I tried hard to think of one, but I couldn’t think of a single soft technology besides language and computing. Music and platonic geometry (in the sense of the language of architecture and other forms of visual design) are possible distinct candidates, but they seem like cousins of natural language.

Now, here’s the thing about disruption and the soft/hard distinction: like disrupts like. So only soft technologies can disrupt other soft technologies. Only hard technologies can disrupt other hard technologies.

Of course, there are no pure soft or hard technologies. Soft technologies need a hard substrate (neurons, paper, vacuum tubes, silicon) to actually function.  Hard technologies, to be more than natural raw materials, need to embody a design, a construct within a soft technology, if only by accident (as in the case of a rock used by a caveman without modification to kill a rabbit).

But the idea that like disrupts like works even for realistic, non-pure technologies. A change that is purely at the level of hard technologies cannot disrupt soft technologies, and vice versa.

So email disrupting paper mail was a case of typing skills (soft) plus keyboards, chips, cables and CRT screens (hard) disrupting hand-writing skills (soft) plus paper, pens, mail sacks and mail vans (hard). Hand-writing and typing both represent points within the evolution of natural language, so this would be a case of self-disruption within a single soft technology.

There are some subtleties here involving cases where the evolution of hard and soft technologies within an artifact are not synchronized, and one lags the other, but loosely speaking, the like-disrupts-like proposition seems to work.

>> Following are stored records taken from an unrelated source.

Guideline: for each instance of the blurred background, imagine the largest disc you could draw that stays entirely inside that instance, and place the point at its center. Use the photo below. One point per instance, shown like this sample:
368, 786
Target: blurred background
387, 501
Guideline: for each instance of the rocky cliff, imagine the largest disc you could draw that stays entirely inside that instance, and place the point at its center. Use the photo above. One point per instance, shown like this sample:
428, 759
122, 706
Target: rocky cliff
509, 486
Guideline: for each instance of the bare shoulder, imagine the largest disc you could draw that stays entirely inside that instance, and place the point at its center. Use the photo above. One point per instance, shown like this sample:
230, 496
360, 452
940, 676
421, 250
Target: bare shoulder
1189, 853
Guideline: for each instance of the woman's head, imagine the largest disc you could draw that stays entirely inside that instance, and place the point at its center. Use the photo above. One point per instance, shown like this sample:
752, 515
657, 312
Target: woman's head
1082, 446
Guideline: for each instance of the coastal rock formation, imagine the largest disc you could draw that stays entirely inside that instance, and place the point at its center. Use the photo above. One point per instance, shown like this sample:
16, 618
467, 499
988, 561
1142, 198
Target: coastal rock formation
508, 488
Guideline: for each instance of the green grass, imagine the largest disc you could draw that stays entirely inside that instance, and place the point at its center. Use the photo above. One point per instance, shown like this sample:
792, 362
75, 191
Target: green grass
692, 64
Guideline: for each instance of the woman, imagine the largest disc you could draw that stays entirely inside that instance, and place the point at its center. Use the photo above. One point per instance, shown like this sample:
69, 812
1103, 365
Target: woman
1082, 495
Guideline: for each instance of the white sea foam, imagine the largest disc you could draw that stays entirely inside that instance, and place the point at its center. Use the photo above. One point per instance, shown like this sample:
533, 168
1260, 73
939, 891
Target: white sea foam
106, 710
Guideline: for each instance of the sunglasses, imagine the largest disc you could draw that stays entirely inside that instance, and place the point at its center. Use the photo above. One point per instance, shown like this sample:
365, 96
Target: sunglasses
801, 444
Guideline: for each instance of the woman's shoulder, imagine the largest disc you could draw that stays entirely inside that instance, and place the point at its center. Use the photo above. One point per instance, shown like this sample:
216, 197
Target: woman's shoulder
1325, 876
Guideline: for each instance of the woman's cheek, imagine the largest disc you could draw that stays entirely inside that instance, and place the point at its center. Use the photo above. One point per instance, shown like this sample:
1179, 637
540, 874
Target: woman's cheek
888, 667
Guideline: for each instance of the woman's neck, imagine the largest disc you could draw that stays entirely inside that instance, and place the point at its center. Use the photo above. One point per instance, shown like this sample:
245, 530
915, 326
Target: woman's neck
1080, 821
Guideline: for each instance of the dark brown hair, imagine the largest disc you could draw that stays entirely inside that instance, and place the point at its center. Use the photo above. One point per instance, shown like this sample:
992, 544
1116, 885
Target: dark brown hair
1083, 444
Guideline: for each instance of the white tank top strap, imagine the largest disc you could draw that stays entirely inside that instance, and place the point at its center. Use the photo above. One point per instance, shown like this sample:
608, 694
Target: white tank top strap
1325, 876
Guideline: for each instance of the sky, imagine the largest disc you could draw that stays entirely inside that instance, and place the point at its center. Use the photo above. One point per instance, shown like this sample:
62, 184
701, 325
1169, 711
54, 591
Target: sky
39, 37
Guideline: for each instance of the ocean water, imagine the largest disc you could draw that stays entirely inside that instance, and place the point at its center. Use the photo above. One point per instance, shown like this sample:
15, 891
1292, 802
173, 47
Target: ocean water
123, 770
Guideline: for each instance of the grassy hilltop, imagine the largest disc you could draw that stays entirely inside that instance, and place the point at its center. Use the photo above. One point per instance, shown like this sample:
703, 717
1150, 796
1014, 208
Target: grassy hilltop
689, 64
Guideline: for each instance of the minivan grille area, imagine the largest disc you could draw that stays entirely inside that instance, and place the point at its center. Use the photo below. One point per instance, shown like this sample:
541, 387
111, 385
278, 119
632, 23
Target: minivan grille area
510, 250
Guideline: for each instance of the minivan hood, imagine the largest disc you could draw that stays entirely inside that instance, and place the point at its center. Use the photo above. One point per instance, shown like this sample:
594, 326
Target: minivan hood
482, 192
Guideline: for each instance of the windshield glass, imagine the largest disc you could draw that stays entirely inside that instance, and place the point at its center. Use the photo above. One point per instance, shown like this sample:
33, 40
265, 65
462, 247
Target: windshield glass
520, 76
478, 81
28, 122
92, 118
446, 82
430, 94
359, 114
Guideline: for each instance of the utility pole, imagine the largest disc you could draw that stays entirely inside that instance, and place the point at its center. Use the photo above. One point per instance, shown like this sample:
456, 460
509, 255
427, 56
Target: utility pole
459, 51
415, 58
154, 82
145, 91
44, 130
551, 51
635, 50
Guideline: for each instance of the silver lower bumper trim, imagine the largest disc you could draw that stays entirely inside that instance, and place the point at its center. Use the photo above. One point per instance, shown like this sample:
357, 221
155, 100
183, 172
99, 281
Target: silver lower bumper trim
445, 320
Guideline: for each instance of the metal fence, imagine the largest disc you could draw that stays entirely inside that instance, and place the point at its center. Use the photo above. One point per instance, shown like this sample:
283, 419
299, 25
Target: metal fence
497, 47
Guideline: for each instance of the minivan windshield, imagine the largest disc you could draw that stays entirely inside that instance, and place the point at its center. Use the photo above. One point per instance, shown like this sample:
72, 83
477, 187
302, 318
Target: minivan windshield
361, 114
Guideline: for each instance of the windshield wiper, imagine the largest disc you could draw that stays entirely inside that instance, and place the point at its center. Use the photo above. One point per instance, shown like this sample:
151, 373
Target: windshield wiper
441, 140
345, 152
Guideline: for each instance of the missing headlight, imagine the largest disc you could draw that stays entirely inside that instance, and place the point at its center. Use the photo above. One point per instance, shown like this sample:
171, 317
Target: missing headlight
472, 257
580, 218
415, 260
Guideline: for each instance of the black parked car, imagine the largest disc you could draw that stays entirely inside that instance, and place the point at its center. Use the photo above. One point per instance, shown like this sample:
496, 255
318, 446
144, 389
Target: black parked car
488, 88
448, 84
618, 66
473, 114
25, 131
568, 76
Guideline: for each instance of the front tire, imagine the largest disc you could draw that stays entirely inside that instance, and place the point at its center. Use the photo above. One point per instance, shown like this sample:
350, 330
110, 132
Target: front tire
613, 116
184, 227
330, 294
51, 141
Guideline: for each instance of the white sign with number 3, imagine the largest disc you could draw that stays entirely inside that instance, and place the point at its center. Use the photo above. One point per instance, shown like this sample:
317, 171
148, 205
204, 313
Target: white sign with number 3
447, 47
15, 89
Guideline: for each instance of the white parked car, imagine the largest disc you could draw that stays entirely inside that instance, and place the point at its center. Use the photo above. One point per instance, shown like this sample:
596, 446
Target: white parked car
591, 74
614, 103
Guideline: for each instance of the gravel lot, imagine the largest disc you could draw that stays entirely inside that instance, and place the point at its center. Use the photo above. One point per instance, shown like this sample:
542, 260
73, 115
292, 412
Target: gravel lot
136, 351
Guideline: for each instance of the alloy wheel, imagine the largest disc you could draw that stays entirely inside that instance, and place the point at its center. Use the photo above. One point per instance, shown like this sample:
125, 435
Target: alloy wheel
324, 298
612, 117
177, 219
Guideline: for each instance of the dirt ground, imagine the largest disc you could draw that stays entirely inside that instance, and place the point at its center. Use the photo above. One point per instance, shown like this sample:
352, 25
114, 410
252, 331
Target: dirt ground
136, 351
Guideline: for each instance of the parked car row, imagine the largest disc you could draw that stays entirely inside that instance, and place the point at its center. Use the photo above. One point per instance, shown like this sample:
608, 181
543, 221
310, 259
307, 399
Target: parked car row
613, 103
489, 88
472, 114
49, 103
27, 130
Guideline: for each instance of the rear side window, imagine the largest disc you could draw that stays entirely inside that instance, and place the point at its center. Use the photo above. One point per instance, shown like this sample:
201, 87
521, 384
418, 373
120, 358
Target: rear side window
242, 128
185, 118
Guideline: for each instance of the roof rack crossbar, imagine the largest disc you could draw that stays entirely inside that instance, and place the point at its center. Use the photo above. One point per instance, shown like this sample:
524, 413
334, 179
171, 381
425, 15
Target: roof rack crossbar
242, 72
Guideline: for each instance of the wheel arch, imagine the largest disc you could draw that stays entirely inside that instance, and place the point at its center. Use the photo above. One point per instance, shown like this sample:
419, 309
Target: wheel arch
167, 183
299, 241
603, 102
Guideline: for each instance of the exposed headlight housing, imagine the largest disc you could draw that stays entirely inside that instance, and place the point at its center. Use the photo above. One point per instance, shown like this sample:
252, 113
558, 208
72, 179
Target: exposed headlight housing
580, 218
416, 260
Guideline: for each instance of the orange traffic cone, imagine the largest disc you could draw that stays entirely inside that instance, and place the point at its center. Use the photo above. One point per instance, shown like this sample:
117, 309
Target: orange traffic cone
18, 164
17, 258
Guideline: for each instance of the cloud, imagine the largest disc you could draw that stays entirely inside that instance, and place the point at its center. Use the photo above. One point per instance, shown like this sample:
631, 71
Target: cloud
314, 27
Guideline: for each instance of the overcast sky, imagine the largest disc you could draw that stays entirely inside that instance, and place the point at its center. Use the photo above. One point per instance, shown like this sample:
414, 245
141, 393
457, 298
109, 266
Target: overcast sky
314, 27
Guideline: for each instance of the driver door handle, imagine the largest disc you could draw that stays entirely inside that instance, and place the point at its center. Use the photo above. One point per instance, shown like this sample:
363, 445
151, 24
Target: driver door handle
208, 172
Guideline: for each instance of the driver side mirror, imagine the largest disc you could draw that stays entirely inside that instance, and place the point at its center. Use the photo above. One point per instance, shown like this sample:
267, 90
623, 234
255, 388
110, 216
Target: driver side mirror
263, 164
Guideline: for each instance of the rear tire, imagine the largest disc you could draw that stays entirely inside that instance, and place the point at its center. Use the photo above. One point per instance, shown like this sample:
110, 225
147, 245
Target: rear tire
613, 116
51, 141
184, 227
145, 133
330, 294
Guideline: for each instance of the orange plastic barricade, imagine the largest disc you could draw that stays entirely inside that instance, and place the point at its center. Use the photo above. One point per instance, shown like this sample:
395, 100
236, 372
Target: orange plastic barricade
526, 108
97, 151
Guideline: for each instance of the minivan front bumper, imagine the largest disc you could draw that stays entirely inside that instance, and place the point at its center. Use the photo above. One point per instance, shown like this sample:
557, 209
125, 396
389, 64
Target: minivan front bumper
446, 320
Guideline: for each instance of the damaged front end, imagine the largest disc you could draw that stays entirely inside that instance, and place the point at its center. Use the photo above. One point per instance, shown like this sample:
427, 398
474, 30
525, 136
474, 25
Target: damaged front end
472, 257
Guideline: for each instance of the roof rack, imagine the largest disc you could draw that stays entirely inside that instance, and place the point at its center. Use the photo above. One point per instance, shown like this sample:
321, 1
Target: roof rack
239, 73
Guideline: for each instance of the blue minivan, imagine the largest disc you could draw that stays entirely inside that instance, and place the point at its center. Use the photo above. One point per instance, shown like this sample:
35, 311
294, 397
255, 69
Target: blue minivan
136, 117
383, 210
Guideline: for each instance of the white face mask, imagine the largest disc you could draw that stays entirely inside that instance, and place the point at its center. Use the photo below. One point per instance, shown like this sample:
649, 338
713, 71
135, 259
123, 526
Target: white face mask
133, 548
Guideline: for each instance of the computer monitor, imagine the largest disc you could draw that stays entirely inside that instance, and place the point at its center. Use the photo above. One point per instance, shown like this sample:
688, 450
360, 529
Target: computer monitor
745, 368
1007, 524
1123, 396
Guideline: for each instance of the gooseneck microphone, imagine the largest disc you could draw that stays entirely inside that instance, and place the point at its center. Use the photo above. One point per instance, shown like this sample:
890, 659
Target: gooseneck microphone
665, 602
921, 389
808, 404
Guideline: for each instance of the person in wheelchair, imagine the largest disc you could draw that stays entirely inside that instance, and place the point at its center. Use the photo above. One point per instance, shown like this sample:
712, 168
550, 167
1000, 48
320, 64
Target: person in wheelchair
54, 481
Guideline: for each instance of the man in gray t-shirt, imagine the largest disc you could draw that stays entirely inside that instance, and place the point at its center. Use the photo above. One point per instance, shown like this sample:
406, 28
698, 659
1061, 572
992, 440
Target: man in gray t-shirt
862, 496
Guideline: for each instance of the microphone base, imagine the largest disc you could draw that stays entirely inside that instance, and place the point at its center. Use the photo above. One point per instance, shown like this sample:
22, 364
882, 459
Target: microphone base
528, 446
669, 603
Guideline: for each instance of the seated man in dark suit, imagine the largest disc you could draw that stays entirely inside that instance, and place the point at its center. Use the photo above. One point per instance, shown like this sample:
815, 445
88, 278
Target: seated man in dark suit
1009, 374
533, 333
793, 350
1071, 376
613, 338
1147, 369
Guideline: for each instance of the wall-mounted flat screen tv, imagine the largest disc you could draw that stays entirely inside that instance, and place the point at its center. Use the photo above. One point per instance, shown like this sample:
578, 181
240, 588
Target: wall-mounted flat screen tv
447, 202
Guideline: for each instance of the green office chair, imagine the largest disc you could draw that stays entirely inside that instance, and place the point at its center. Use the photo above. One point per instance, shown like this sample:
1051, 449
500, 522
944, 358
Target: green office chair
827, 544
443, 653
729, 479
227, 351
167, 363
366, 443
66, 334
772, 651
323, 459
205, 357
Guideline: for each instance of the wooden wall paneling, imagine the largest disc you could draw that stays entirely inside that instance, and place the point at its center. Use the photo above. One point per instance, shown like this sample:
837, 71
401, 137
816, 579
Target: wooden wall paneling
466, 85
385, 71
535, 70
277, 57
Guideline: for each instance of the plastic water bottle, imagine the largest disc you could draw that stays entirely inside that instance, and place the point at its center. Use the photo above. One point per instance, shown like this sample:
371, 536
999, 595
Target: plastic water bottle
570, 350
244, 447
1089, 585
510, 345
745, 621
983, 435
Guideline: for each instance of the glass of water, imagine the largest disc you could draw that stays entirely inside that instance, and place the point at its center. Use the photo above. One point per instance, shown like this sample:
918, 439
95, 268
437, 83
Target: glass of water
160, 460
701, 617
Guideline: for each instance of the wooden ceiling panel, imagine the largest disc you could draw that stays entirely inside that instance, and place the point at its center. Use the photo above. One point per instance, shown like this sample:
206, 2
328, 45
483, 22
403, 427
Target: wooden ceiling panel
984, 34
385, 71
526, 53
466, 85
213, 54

This means the only true candidate for “what does computing disrupt?” is language.

The Disruption Pattern

In Clayton Christensen’s original notion of a disruption, a new product offers an under-served marginal market a little more by offering  the over-served core market a lot less. It thereby manages to carve out a niche based on a much simpler product. The incumbent retreats upmarket to the high-end core. If the disruption has broader potential, it may eventually marginalize or eliminate the incumbent altogether.

Viewed as a soft technology, human language serves many needs, from high-end to low-end:

Poetry

Postmodern works that only French speakers with 200+ IQ  can understand

Logic and computation (with a specialized vocabulary expansion)

Routine news

Corporate contracts

Legal briefs

Everyday financial transactions

Instructions in instruction manuals

Over time, human language, especially languages that have been co-evolving rapidly with modernity, such as English and French, evolve in complexity and are driven by the most complex use cases.

But it remains clumsy for the relatively simple cases, which are increasingly marginalized as the demands of the most sophisticated customers (poets, postmodern scholars, lawyers, stand-up comics, political orators and mathematicians say) drive the evolution of the technology.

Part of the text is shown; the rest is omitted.